Among all these riches, I have yet one more site of interest to textual 
scholars. It is a work in progress but nevertheless a work that deserves 
to be mentioned and known: Terry Gray's "Shakespeare's Editors" from his 
"Mr. William Shakespeare and the Internet": 
<http://shakespeare.palomar.edu/Editors/>. Gray explains to me that he 
had hoped to put together brief and useful pages but that the project 
took on a life of its own. On these pages, Gray provides succinct 
discussions of the editors of Shakespeare's texts from Heminges and 
Condell and the seventeenth century adaptations, to the great eighteen 
century editors (Rowe, Pope, Theobald, Hanmer, Warburton, Johnson, 
Capell, Steevens, Reed, and Malone), through the nineteenth century 
(with the Cambridge/Globe Shakespeare) up to Sidney Lee and beyond. In 
addition to the discussions of the editors and their editions, Terry, 
using Google Books, began including links to facsimiles of the various 
editions, that way madness lay. The result is another wonderful 
contribution to textual resources available on the Internet. Once again, 
the Shakespeare's Editors project is a work in progress. This year Terry 
has been concentrating on the blog component of his "Mr. William 
Shakespeare and the Internet" site: <http://mrshakespeare.typepad.com>. 

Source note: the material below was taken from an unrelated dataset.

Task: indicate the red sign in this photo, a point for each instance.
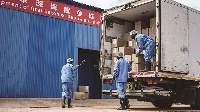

If readers of SHAKSPER were not aware of "Mr. William Shakespeare and 
the Internet: the blog," I encourage you to examine it and subscribe as 
I have. April 18th will be the first anniversary of this valuable blog 
and join me in congratulating Terry on yet another significant 
achievement in Shakespeare studies. Returning for a moment to 
"Shakespeare's Editors," Terry has relied heavily upon Google Books to 
find facsimile editions. He has had problems locating a number of 
multivolume editions and welcomes emails from anyone who comes across a 
link that he had not found as of yet. Finally, Terry wanted me to note 
that the Works page will soon be split out by play (and work, for the 
non-dramatic poetry), with an overview, sources, date, synopsis, 
available editions, criticism, and so on as his time permits.

My apologies for the length of this post, but I have an abiding interest 
in matters textual and am excited about the newly available resources.